Like Audrain’s last book, motherhood is the theme that remains at the forefront. Blair, Whitney, Mara and Rebecca all have complicated relationships with the idea of motherhood and what it requires of women. Rebecca’s desperation to become a mother is beautifully juxtaposed with the suffocation of motherhood that Whitney feels, which are both valid and common feelings that it feels like society has only recently acknowledged. The divide between mothers who work and those who stay at home is one that’s lightly touched upon as well. I’m so thankful that (most) women now have the choice to work or stay home, but this decision is fraught with so much judgement, especially in the fact that it creates an artificial divide in female friendships that would not have existed until they became mothers. Both Blair and Whitney experience guilt for their different choices, and because Mara is of an older generation, she offers a completely different opinion of these women and their parenting styles. Rebecca’s desires and choices seem vastly different from both Whitney and Blair’s at the outset of the book, but their stories become so entangled by the end that their motivations all blend together, forming a messy web that leaves no room for any of Mara’s judgements.

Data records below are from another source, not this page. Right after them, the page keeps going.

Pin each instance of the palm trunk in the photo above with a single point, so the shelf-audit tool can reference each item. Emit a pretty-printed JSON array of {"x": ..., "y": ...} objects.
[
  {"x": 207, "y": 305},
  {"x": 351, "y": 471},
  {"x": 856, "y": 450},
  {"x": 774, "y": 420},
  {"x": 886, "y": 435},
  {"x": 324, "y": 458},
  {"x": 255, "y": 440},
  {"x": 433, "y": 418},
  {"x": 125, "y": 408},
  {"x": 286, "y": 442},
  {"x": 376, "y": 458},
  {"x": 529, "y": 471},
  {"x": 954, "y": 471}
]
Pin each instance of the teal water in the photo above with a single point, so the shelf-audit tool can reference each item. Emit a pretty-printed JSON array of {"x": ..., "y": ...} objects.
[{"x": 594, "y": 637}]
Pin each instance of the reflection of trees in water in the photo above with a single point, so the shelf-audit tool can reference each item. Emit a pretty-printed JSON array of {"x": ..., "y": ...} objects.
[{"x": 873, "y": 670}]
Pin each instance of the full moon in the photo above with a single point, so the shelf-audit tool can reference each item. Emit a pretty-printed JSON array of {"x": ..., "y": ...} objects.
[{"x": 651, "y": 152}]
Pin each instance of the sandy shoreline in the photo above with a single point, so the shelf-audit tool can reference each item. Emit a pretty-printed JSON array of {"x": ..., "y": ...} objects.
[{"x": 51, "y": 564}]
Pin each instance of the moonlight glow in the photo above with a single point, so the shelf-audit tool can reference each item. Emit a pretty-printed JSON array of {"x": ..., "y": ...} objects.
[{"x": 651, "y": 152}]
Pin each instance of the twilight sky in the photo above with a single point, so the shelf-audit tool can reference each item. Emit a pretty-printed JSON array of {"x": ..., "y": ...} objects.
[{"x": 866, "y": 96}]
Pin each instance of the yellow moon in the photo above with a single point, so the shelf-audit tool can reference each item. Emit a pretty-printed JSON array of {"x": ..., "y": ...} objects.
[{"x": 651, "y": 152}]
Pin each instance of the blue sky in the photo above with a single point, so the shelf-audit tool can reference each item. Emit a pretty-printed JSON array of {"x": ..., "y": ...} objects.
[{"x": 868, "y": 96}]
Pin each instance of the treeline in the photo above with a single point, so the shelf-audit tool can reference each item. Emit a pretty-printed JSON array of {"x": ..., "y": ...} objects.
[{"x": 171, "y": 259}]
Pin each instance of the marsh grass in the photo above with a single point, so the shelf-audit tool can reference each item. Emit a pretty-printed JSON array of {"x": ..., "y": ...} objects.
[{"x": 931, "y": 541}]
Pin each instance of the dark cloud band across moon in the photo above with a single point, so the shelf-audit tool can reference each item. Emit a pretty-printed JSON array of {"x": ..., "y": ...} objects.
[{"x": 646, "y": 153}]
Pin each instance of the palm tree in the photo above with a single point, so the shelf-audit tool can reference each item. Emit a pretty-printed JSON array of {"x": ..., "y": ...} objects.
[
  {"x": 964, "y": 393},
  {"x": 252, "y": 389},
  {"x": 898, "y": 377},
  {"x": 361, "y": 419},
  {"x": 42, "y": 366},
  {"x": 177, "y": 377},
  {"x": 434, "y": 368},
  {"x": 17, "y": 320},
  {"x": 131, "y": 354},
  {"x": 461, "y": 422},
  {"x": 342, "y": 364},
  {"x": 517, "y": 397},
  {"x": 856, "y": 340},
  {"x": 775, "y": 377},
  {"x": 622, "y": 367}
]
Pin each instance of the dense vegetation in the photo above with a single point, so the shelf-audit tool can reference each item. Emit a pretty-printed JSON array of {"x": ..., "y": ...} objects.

Despite the abundance of neighborhood drama, I’m happy to say the book never strayed into unrealistic territory. I’ve heard of stranger things happening between groups of friends, so although there’s never a dull moment on Harlow Street, it doesn’t as though Audrain was taking the plot points too far. Will you like any of these characters? Probably not, as many of them are behaving badly, and part of the fun is reading to see if they get what’s coming to them.